GCD
(a,b) can be easily found by the Euclidean algorithm. Now Carp is considering a little more difficult problem:
Given integers N and M, how many integer X satisfies 1<=X<=N and (X,N)>=M.
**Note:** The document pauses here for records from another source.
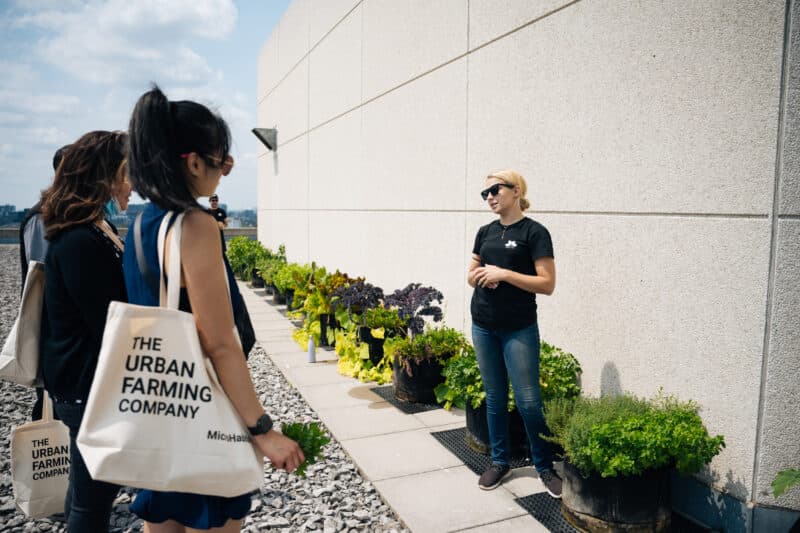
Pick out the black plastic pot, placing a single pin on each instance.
(279, 297)
(417, 387)
(256, 281)
(477, 434)
(633, 504)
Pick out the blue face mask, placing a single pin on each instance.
(112, 208)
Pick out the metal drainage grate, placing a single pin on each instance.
(546, 510)
(455, 441)
(408, 408)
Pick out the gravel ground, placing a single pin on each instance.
(334, 497)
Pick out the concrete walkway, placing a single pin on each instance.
(428, 487)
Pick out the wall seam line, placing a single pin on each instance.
(414, 78)
(772, 265)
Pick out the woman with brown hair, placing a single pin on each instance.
(83, 274)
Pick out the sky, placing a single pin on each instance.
(71, 66)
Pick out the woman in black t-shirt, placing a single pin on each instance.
(83, 273)
(512, 260)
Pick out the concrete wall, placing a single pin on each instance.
(659, 149)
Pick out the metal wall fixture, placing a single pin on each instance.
(268, 137)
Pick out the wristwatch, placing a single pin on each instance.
(263, 425)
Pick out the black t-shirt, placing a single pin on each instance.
(219, 214)
(513, 247)
(83, 273)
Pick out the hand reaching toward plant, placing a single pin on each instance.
(281, 451)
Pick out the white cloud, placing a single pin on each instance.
(117, 41)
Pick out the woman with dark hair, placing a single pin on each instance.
(512, 262)
(83, 274)
(178, 153)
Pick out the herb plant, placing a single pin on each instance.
(785, 480)
(243, 254)
(415, 301)
(311, 438)
(383, 322)
(626, 436)
(559, 374)
(433, 344)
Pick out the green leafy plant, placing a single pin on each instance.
(243, 255)
(384, 322)
(311, 438)
(354, 358)
(785, 480)
(269, 264)
(293, 276)
(434, 343)
(626, 436)
(559, 375)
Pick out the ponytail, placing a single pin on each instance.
(160, 131)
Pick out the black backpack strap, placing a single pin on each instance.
(148, 275)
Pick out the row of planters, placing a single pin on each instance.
(618, 451)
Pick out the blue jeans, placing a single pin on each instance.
(512, 353)
(87, 506)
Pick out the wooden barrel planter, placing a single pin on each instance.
(477, 434)
(629, 504)
(417, 387)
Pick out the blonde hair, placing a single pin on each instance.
(512, 177)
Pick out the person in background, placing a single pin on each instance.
(217, 212)
(512, 261)
(220, 216)
(83, 274)
(121, 195)
(32, 244)
(179, 153)
(33, 247)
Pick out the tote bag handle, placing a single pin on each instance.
(170, 291)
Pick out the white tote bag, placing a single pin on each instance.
(157, 417)
(19, 359)
(40, 464)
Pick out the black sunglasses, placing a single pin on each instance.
(494, 189)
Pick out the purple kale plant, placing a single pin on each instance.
(357, 297)
(415, 301)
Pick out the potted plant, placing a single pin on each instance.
(291, 280)
(355, 298)
(381, 323)
(419, 360)
(413, 302)
(268, 265)
(319, 302)
(559, 377)
(619, 451)
(243, 254)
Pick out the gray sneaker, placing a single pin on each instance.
(493, 476)
(551, 482)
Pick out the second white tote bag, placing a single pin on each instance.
(19, 358)
(40, 460)
(157, 417)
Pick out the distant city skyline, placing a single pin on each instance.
(66, 73)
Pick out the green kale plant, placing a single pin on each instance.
(626, 436)
(432, 344)
(785, 480)
(311, 438)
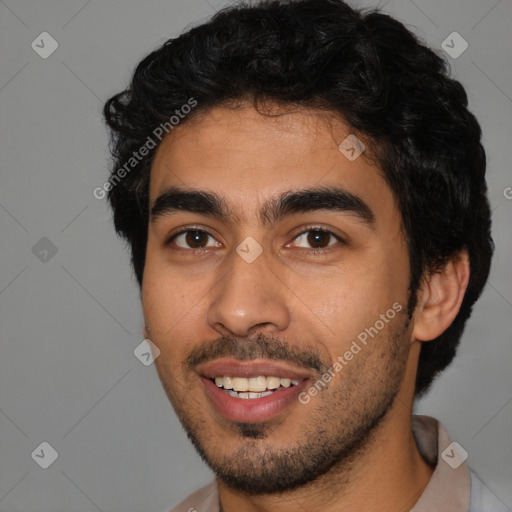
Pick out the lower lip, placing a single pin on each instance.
(252, 410)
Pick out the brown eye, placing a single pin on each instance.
(192, 239)
(316, 239)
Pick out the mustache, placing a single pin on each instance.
(262, 346)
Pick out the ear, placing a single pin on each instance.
(440, 298)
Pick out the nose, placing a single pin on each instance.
(249, 297)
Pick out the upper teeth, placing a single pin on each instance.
(256, 384)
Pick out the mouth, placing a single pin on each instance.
(251, 392)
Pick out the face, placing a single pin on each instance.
(275, 287)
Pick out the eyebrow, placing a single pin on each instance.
(174, 200)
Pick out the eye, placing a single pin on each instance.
(317, 239)
(193, 239)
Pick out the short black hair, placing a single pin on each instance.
(362, 65)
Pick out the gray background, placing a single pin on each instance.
(71, 320)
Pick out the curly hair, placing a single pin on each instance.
(365, 67)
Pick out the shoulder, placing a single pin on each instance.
(204, 499)
(482, 498)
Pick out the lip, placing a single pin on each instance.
(253, 368)
(256, 410)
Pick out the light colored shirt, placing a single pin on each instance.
(452, 487)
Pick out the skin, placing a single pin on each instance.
(307, 303)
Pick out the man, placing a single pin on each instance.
(303, 191)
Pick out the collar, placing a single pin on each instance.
(448, 488)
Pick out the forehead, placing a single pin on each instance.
(248, 157)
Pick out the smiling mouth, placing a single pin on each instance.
(253, 387)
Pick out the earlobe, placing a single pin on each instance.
(440, 298)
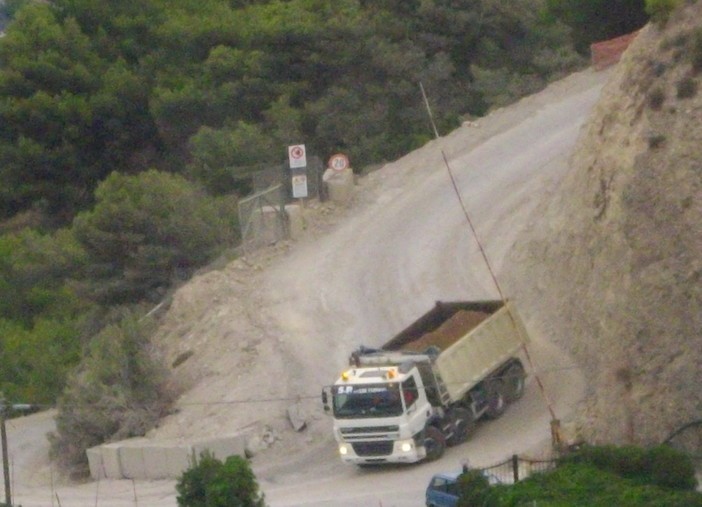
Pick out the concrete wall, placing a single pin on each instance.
(141, 458)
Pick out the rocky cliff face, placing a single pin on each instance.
(618, 279)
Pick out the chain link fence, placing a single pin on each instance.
(263, 216)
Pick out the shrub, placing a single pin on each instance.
(662, 466)
(213, 483)
(686, 88)
(147, 232)
(117, 392)
(586, 484)
(696, 51)
(656, 99)
(473, 489)
(660, 10)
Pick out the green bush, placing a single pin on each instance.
(117, 392)
(661, 466)
(147, 232)
(473, 489)
(209, 482)
(686, 88)
(696, 51)
(660, 10)
(584, 484)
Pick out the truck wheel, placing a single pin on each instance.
(496, 400)
(463, 424)
(514, 382)
(434, 443)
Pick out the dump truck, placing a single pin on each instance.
(428, 386)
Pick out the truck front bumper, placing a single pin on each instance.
(377, 452)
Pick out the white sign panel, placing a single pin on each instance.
(299, 185)
(297, 156)
(339, 162)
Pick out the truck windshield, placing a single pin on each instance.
(368, 400)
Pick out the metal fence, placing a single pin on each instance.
(263, 218)
(517, 468)
(262, 215)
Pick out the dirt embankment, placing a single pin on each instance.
(615, 254)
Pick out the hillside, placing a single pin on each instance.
(618, 279)
(599, 251)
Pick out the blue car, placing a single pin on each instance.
(443, 488)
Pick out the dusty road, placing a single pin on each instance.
(401, 245)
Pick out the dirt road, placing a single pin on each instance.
(270, 333)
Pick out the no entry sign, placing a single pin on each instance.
(297, 156)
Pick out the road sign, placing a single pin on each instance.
(297, 156)
(339, 162)
(299, 184)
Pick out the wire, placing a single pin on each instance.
(549, 405)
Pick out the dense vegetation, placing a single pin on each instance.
(595, 476)
(127, 130)
(214, 483)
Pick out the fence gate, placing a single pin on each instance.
(263, 218)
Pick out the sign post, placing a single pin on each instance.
(298, 168)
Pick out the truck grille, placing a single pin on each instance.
(378, 448)
(375, 430)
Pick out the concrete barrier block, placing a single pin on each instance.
(97, 471)
(178, 460)
(131, 458)
(111, 463)
(165, 461)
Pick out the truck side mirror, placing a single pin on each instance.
(326, 398)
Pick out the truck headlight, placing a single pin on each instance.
(406, 445)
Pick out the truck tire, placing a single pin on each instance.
(496, 400)
(514, 382)
(463, 424)
(434, 443)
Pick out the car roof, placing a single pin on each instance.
(449, 475)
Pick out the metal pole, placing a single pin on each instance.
(5, 460)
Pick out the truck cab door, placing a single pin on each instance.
(327, 399)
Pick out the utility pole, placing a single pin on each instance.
(3, 438)
(5, 461)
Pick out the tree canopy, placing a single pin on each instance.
(89, 87)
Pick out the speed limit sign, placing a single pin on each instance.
(339, 162)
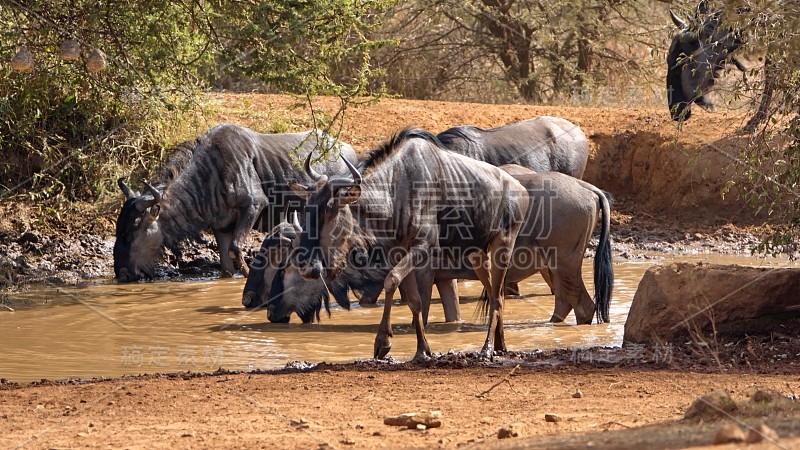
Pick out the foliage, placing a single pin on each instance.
(539, 51)
(771, 161)
(67, 132)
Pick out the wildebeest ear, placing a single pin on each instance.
(300, 190)
(348, 195)
(677, 20)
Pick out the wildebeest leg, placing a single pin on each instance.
(562, 306)
(569, 284)
(410, 290)
(512, 288)
(383, 340)
(448, 293)
(424, 278)
(548, 278)
(224, 241)
(500, 251)
(479, 263)
(245, 222)
(392, 281)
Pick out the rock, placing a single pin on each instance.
(762, 433)
(767, 396)
(552, 418)
(711, 405)
(431, 419)
(675, 300)
(728, 434)
(513, 430)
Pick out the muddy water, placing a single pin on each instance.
(110, 330)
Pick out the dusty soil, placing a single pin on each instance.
(667, 185)
(624, 403)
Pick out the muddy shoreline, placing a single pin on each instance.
(68, 259)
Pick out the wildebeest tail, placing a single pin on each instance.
(482, 309)
(603, 269)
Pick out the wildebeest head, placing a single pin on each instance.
(277, 285)
(329, 221)
(138, 238)
(696, 55)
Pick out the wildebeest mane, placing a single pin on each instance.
(178, 159)
(376, 156)
(450, 134)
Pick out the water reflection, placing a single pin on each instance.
(110, 330)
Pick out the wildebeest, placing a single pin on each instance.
(554, 238)
(542, 144)
(178, 159)
(696, 56)
(233, 175)
(400, 209)
(562, 215)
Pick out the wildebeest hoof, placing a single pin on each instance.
(421, 357)
(486, 354)
(382, 349)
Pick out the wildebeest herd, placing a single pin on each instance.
(497, 205)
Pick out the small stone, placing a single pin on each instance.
(711, 405)
(764, 396)
(514, 430)
(552, 418)
(762, 433)
(431, 419)
(729, 433)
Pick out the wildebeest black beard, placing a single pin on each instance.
(307, 308)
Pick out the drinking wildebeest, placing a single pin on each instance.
(696, 56)
(554, 237)
(542, 144)
(271, 276)
(179, 158)
(234, 174)
(402, 208)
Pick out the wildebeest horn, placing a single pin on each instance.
(677, 20)
(311, 173)
(353, 170)
(689, 36)
(125, 189)
(143, 204)
(296, 222)
(154, 191)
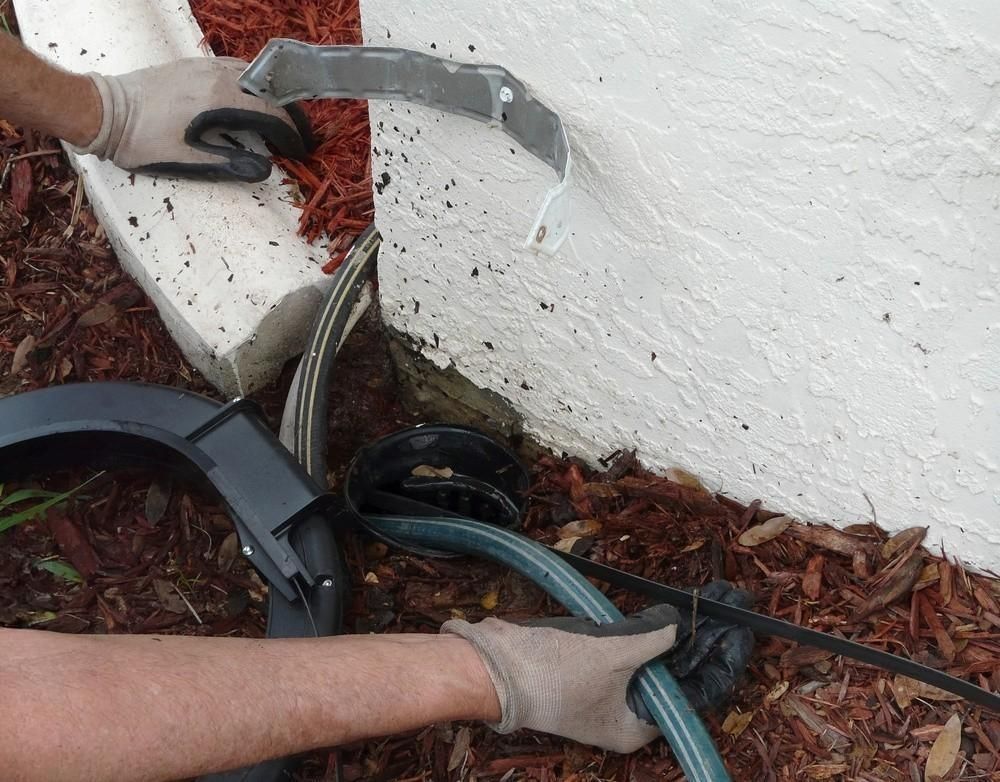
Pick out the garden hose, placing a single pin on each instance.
(307, 401)
(663, 697)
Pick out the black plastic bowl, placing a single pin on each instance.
(471, 476)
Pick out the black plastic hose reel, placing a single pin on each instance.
(284, 520)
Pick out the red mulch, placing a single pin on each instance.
(155, 555)
(335, 182)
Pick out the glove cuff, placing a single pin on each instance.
(114, 115)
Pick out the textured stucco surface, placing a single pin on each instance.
(785, 269)
(234, 284)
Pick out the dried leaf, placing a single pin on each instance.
(168, 597)
(157, 499)
(799, 656)
(762, 533)
(929, 575)
(894, 588)
(735, 723)
(600, 490)
(906, 690)
(902, 541)
(580, 529)
(776, 692)
(565, 545)
(830, 539)
(100, 313)
(684, 478)
(825, 770)
(24, 347)
(812, 579)
(944, 751)
(428, 471)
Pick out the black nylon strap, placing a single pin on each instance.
(769, 626)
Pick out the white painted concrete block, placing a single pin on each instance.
(784, 270)
(235, 286)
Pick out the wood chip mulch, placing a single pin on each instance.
(154, 556)
(334, 184)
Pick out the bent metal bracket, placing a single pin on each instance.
(286, 71)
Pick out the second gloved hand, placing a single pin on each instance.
(154, 121)
(571, 677)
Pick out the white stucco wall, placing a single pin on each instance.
(785, 267)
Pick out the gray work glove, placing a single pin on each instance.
(154, 120)
(571, 680)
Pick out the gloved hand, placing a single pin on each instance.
(154, 120)
(571, 679)
(709, 657)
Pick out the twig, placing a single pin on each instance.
(36, 153)
(188, 604)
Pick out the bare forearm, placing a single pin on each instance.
(38, 95)
(166, 707)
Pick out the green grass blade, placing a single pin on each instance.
(60, 569)
(27, 494)
(12, 520)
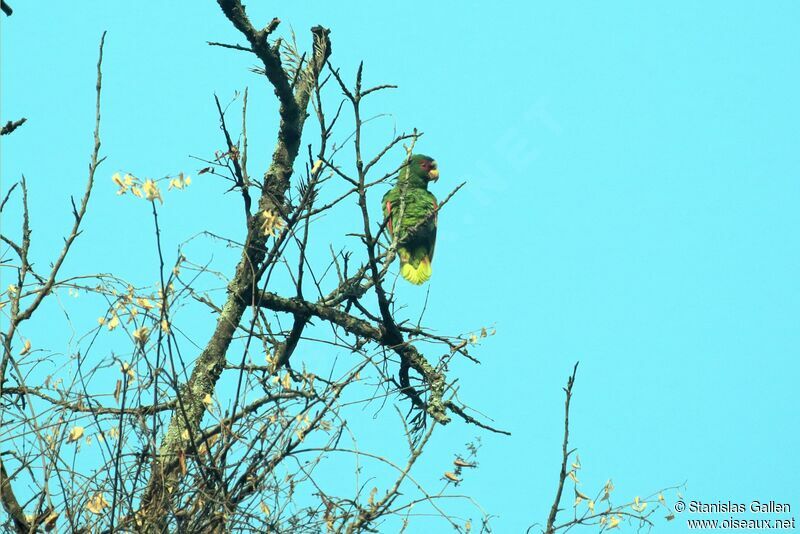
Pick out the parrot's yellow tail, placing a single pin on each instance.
(418, 274)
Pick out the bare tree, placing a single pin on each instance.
(151, 426)
(228, 433)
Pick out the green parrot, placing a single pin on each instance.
(407, 205)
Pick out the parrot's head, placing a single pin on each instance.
(425, 167)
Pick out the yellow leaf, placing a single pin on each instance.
(264, 508)
(151, 191)
(75, 434)
(97, 503)
(271, 223)
(50, 521)
(141, 334)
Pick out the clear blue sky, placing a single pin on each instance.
(633, 179)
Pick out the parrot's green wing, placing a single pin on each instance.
(412, 218)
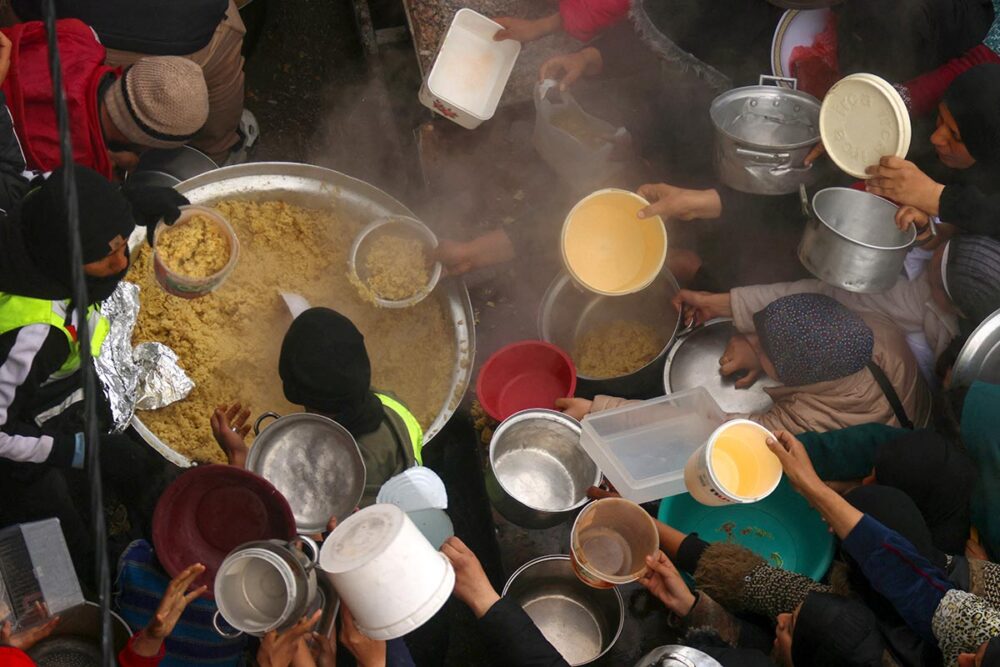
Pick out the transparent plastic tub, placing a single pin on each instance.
(642, 448)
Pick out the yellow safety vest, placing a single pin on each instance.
(412, 425)
(21, 311)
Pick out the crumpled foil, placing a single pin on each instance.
(146, 377)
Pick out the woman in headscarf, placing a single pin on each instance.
(837, 368)
(324, 367)
(967, 140)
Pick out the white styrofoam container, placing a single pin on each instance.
(470, 71)
(642, 448)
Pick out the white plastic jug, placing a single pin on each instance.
(575, 144)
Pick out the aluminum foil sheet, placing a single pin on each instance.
(146, 377)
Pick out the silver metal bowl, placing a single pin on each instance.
(694, 362)
(539, 474)
(316, 187)
(403, 226)
(568, 312)
(314, 462)
(581, 622)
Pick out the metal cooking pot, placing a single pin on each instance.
(851, 241)
(539, 474)
(581, 622)
(568, 312)
(265, 585)
(762, 136)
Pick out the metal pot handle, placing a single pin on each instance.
(760, 157)
(766, 79)
(256, 424)
(215, 624)
(313, 548)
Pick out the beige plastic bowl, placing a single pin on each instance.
(607, 249)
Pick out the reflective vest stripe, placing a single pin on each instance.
(21, 311)
(412, 425)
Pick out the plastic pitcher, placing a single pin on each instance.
(734, 466)
(610, 541)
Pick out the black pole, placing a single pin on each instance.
(87, 373)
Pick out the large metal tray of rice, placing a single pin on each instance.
(295, 223)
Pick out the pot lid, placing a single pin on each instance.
(862, 119)
(315, 463)
(979, 358)
(362, 537)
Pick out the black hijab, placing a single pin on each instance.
(937, 477)
(834, 631)
(324, 366)
(35, 258)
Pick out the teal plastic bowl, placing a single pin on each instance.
(782, 529)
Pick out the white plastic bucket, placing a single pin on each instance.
(386, 572)
(734, 466)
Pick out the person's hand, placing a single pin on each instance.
(5, 51)
(665, 583)
(669, 201)
(577, 408)
(279, 650)
(459, 257)
(26, 639)
(818, 151)
(173, 604)
(526, 30)
(324, 651)
(151, 203)
(367, 652)
(230, 429)
(567, 69)
(902, 181)
(471, 584)
(795, 462)
(700, 307)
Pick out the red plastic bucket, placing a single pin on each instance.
(523, 375)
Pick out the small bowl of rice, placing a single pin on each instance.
(390, 262)
(195, 255)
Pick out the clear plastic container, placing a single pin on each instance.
(35, 567)
(642, 448)
(189, 287)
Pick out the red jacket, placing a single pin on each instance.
(29, 94)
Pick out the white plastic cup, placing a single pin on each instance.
(734, 466)
(386, 572)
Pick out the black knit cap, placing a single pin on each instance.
(973, 275)
(833, 631)
(973, 99)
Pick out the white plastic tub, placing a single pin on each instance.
(642, 448)
(470, 72)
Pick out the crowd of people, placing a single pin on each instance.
(901, 462)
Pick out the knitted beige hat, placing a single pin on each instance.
(159, 102)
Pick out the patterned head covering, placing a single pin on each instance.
(812, 338)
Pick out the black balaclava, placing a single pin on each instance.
(834, 631)
(973, 98)
(325, 367)
(105, 216)
(937, 477)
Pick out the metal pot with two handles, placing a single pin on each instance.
(265, 585)
(851, 240)
(762, 136)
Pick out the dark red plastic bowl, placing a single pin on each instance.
(210, 510)
(523, 375)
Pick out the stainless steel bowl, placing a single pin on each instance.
(568, 312)
(539, 474)
(694, 362)
(581, 622)
(316, 187)
(405, 226)
(314, 462)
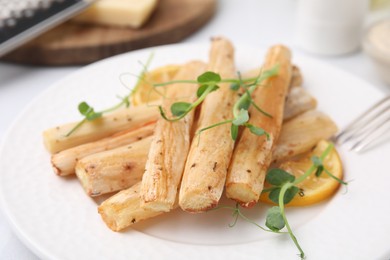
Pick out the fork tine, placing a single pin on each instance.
(364, 141)
(363, 120)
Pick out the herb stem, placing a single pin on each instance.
(313, 167)
(285, 187)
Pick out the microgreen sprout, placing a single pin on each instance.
(283, 190)
(237, 213)
(208, 82)
(89, 113)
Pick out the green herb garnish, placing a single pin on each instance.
(89, 113)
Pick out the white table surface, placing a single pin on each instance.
(256, 22)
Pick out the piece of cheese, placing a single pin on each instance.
(130, 13)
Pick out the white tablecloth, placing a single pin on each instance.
(256, 22)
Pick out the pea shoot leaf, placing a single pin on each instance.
(256, 130)
(204, 87)
(234, 131)
(317, 161)
(242, 117)
(274, 219)
(209, 77)
(288, 196)
(278, 177)
(92, 115)
(234, 86)
(84, 108)
(180, 108)
(274, 195)
(245, 103)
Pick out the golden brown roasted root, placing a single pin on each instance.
(123, 209)
(55, 139)
(302, 133)
(298, 101)
(205, 171)
(113, 170)
(170, 145)
(296, 77)
(64, 162)
(252, 154)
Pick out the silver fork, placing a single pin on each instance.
(368, 127)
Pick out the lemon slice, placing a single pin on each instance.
(313, 189)
(145, 92)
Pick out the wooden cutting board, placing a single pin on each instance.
(72, 43)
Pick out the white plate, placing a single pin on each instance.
(54, 217)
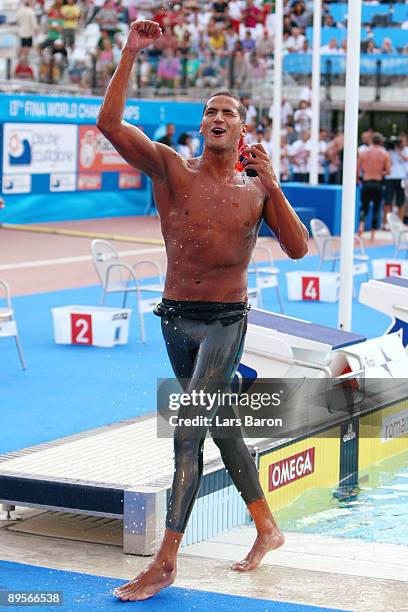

#pragma comment(linker,"/STACK:1024000000,1024000000")
#include<iostream>
#include<cstdio>
#include<algorithm>
#include<cstring>
#include<string>
#include<stack>
#include<queue>
#include<deque>
#include<set>
#include<map>
#include<cmath>
#include<vector>
using namespace std;
typedef long long ll;
typedef unsigned long long ull;
typedef pair<int, int> PII;
#define pi acos(-1.0)
#define eps 1e-10
#define pf printf
#define sf scanf
#define lson rt<<1,l,m
#define rson rt<<1|1,m+1,r
#define e tree[rt]
#define _s second
#define _f first
#define all(x) (x).begin,(x).end
#define mem(i,a) memset(i,a,sizeof i)
#define for0(i,a) for(int (i)=0;(i)<(a);(i)++)
#define for1(i,a) for(int (i)=1;(i)<=(a);(i)++)
#define mi ((l+r)>>1)
#define sqr(x) ((x)*(x))
const int inf=0x3f3f3f3f;
ll m,n,ans;
int t;
ll ouler(ll n)
{
ll res=n;
for(ll i=2;sqr(i)<=n;i++)
{
if(!(n%i))
{
res=res/i*(i-1);
while(!(n%i))n/=i;
}
}
if(n>1)res=res/n*(n-1);
return res;
}
int main()
{
sf("%d",&t);
while(t--)
{
ans=0;
sf("%I64d%I64d",&n,&m);
for(ll i=1;sqr(i)<=n;i++)
if(!(n%i))
{
if(i>=m&&sqr(i)!=n)//當i和n/i相同時只能計算一次
ans+=ouler(n/i);
if(n/i>=m)
ans+=ouler(i);//分別計算i和n/i的歐拉函數值
}
pf("%I64d\n",ans);
}
return 0;
}